04 September 2003 by
You can Trust English wines

English wine is having a good summer - and not only the weather. The National Trust has linked with a key producer to sell its wines in all 84 licensed restaurants on its properties.

In a major drive to support local and regional suppliers, the restaurants now offer a selection of wines produced by Kent-based New Wave Wines. The company has won a mantelpiece full of awards in the past couple of years, and its Tenterden vineyard adjoins a trust property - Smallhythe Place, once the home of Victorian actress Ellen Terry.

"We rather liked that synergy," says the trust's head of catering, Stuart Richards.

He adds: "We're trying to feature as many local products as possible, and that includes English wine. But we're not just taking it on because it's English, we're taking it on because it's good wine."

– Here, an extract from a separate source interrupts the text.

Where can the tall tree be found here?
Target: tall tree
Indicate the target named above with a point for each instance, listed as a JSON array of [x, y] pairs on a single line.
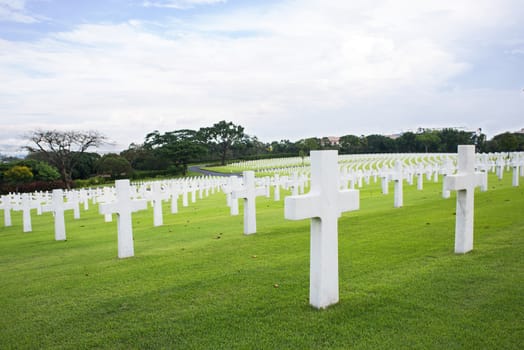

At its vineyards in Tenterden and Lamberhurst, New Wave Wines has a total of 40 acres, making it the country's largest wine producer - and it has held the title of Winemaker of the Year for the past two years.

New Wave makes 26 different wines in all (16 whites, four reds, five sparklers and a ros‚) in addition to its estate wines, and each trust restaurant will eventually be able to choose freely from the list. Initially, though, each of the 84 licensed trust restaurants will stock three white wines from the Curious Grape range, the main draw for Richards being their availability in quarter-bottles.

"Wines by the glass are a little trickier in our style of self-service restaurants," he says. "And though we don't sell huge quantities of wine, it's about keeping true to our philosophy of protecting our heritage and promoting local produce."

The scheme took off just over a month ago and, so far, 20 trust restaurants are offering the wines. "I haven't had any sales figures back yet, so it's too early to tell," Richards says, "but the response from our catering managers has been extremely positive."

In addition to New Wave Wines' offering, the trust has an initiative with its own Waddesdon Manor, near Aylesbury in Buckinghamshire. Waddesdon is the family home of the Rothschild family and is managed on the trust's behalf under the chairmanship of Lord Rothschild. It's providing the trust with an additional two quarter-bottles of its (French) red and its (French) Sauvignon Blanc, and it supplies the trust with Champagne.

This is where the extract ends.